A new post-recession normal: working part time, unwillingly

By some measures, the U.S. labor market is firing on all cylinders, with the unemployment rate declining to its lowest level in almost a decade. But peek below the numbers, and a troubling trend emerges: the unwilling part-time worker. 

The country now has 6.4 million part-time workers who would prefer to hold full-time jobs, but for a number of reasons aren’t able to secure such a role, according to new research from labor economist Lonnie Golden at the left-leaning Economic Policy Institute. While the overall unemployment rate has declined since the recession, his research found that the number of involuntary part-time workers remains almost 45 percent higher than in 2007, before the economic crisis. 

While part-time workers are included in the Labor Department’s data on the job market, the stubbornly high share of people who are unwillingly working part-time hours signals another problematic trend for workers, who may struggle to make ends meet as a result. The trend appears to be the “new normal” in a few industries that have shifted their costs onto workers, such as the retail and hospitality segments, Golden said. 

“People want more hours,” Golden said. “We saw that the unemployment rate was coming down, the economy was chugging along, but there’s this soft underbelly.”

Golden said his research was also sparked by the national push for higher wages and better working conditions from the “Fight for $15” movement, which has taken aim at some employers’ practice of scheduling workers at the last minute or providing a patchwork of hours that leave them unable to earn a living wage. Two of the industries with the highest concentration of involuntary part-time workers are retail and the leisure and hospitality sectors, which respectively employ 23 percent and 41 percent of the country’s involuntary part-time workers. 

These industries are “trying to keep labor costs as low as possible, scheduling employees at the very last minute, not promising them very long hours,” Golden said. “The employers want a buffer pool of employees. They operate under very lean staffing, so when there is a drop in demand, they tell people not to come in or send them home early.”

That can lead to unpredictable wages, which are often already lower than what full-time workers earn. On top of that, part-time workers often aren’t awarded the same benefits that full-time employees receive, such as health-care or paid vacation days. 

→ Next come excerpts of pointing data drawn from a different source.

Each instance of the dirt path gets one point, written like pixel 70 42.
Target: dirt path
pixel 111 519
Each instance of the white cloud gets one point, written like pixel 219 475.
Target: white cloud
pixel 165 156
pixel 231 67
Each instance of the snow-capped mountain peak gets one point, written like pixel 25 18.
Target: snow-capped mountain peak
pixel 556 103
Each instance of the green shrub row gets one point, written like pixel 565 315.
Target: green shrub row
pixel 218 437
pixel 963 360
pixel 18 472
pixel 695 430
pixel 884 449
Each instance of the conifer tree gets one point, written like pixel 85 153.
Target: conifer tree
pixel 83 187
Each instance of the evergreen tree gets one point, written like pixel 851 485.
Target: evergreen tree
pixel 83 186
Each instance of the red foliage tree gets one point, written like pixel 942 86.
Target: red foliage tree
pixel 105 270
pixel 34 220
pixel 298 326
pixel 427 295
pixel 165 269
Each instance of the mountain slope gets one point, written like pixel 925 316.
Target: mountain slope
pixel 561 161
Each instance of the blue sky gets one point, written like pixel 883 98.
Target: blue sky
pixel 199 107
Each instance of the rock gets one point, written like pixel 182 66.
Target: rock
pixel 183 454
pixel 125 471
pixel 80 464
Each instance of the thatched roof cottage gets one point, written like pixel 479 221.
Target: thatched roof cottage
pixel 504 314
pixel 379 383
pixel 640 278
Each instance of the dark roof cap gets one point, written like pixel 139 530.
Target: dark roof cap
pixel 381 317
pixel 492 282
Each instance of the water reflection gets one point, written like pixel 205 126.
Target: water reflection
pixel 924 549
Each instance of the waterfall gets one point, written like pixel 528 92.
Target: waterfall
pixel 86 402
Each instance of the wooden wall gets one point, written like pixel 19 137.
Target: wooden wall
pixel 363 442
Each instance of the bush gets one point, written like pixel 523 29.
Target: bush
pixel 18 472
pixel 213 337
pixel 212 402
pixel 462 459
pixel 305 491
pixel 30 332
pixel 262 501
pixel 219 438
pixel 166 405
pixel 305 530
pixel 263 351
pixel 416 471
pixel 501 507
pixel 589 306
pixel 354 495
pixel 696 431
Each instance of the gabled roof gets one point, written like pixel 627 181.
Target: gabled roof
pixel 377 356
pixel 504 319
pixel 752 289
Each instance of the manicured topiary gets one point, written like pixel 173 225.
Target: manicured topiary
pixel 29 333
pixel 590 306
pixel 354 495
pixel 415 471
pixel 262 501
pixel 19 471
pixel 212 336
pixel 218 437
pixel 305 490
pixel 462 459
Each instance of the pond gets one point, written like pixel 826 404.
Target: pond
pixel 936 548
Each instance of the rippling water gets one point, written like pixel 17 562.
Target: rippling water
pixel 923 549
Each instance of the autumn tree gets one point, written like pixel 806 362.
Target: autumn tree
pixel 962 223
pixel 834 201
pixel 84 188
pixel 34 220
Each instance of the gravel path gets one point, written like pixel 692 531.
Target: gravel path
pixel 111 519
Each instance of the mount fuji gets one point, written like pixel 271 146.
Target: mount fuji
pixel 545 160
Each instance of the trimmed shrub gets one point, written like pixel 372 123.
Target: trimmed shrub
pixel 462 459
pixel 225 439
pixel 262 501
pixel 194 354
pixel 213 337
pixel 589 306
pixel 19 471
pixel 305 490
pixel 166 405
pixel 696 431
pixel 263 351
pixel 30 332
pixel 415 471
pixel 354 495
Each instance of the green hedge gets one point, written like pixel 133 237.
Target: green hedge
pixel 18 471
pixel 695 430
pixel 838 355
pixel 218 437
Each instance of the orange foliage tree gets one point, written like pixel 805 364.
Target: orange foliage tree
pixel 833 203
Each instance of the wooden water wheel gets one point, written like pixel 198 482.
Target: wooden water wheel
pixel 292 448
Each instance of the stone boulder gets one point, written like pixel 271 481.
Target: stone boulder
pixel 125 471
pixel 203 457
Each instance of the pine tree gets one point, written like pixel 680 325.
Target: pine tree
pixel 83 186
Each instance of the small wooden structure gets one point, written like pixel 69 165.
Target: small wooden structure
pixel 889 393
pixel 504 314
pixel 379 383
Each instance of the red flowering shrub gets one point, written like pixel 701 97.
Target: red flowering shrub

While some have speculated that the Affordable Care Act would spark employers to prefer part-time workers instead of full-time employees, the data don’t support that as the cause for the stubbornly high numbers of unwilling part-time workers. If Obamacare were to blame, economists would expect to see a cluster of Americans working 29 hours a week, just below the 30-hour-per-week threshold when large employers are mandated to provide health insurance coverage for their workers. Other trends that would indicate that Obamacare could be the source of involuntary part-time workers didn’t show in the data, either.

Instead, it appears a handful of industries, such as retail, are shifting their business models to part-time workers as a way to cope with increased competition and tighter margins. 

So who is getting stuck in part-time work? The issue cuts across all races, although black and Hispanic workers comprise a higher share of involuntary workers than white employees. Women are also slightly more likely than men to work in involuntary part-time jobs. 

Policy changes could either help part-time workers gain more hours, or provide more protections for these employees, Golden said. For instance, laws that would ensure part-time workers receive the same benefits as their full-time counterparts would likely incentivize companies to hire people for a full 40-hour work week. 

Some municipalities and states are also stepping into the fray with laws that require employers to create stable work schedules, which helps workers manage their income and work schedules more effectively. Lastly, the unemployment insurance laws could be tweaked to allow more part-time workers to qualify, the research noted.

Golden said he doesn’t expect the Trump administration to enact changes that would benefit involuntary part-time workers, but added that he believes states and municipalities will continue to create laws to address the problems faced by these workers. 

Said Golden, “We need policy reform. We have great job creation but not the quality” of jobs that help workers maintain a stable lifestyle.